On Mon, Nov 18, 2019 at 11:28:08 -0300, Daniel Henrique Barboza wrote:
On 11/18/19 10:53 AM, Peter Krempa wrote:
> On Mon, Nov 18, 2019 at 14:47:03 +0100, Michal Privoznik wrote:
> > On 11/18/19 2:27 PM, Daniel Henrique Barboza wrote:
> >
> > I believe it was John who persuaded us to use explicit integer comparison
> > for integer variables. The idea is that it's clear from the check itself
if
> > we are comparing integers or pointers. And I agree with him - in my new code
> > I always use 'if (x > 0)' or 'if (x != 0)' instead of
'if (x)' or 'if (!x)'.
I'll start paying more attention to it in the code I'll be writing too.
>
> We also encourage it officially in our coding style:
>
>
https://libvirt.org/hacking.html#conditions
>
I wasn't aware that (hasFoos == true) was a valid/encouraged format. I took flak
in QEMU doing these kind of things and got used to do the short format whenever
possible.
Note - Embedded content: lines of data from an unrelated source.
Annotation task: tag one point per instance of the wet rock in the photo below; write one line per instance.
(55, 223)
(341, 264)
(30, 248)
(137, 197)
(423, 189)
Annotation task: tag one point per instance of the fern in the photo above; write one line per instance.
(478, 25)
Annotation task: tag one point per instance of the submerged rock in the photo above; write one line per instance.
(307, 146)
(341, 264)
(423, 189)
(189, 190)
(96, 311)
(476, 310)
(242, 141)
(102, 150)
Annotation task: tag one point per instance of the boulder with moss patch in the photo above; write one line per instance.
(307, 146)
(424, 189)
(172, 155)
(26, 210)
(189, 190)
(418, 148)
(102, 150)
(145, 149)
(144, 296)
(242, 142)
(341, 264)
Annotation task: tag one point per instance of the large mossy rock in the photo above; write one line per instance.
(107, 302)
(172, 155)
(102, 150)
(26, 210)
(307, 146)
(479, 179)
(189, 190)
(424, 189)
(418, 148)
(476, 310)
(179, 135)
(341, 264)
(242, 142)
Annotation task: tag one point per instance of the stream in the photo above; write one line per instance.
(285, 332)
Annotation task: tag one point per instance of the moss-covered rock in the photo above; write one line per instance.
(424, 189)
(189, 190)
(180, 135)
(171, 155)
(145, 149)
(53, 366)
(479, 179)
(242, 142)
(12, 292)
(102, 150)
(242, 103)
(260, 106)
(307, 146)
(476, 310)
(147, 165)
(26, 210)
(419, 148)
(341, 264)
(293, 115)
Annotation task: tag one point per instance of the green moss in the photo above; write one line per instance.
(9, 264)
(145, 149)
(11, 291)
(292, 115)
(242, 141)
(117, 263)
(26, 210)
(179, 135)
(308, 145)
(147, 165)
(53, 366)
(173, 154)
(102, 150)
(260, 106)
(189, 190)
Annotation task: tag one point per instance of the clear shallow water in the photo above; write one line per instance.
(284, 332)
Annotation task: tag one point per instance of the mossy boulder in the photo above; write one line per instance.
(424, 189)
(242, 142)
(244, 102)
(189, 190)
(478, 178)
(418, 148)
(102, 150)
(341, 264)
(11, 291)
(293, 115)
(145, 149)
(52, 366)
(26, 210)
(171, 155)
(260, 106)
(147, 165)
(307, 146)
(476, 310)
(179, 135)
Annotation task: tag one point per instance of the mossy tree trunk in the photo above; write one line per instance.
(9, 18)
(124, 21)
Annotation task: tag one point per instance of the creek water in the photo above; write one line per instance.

Interesting.
Note that if (hasFoos) is also valid without any preference towards one
or the other so the short form is good and in most cases not confusing.
What's specifically discouraged is testing integers without a comparison
operator as in such case it obscures that there might be a value of
significance other than the usual boolean cases NULL, !NULL in case of
pointers of false, true in case of booleans.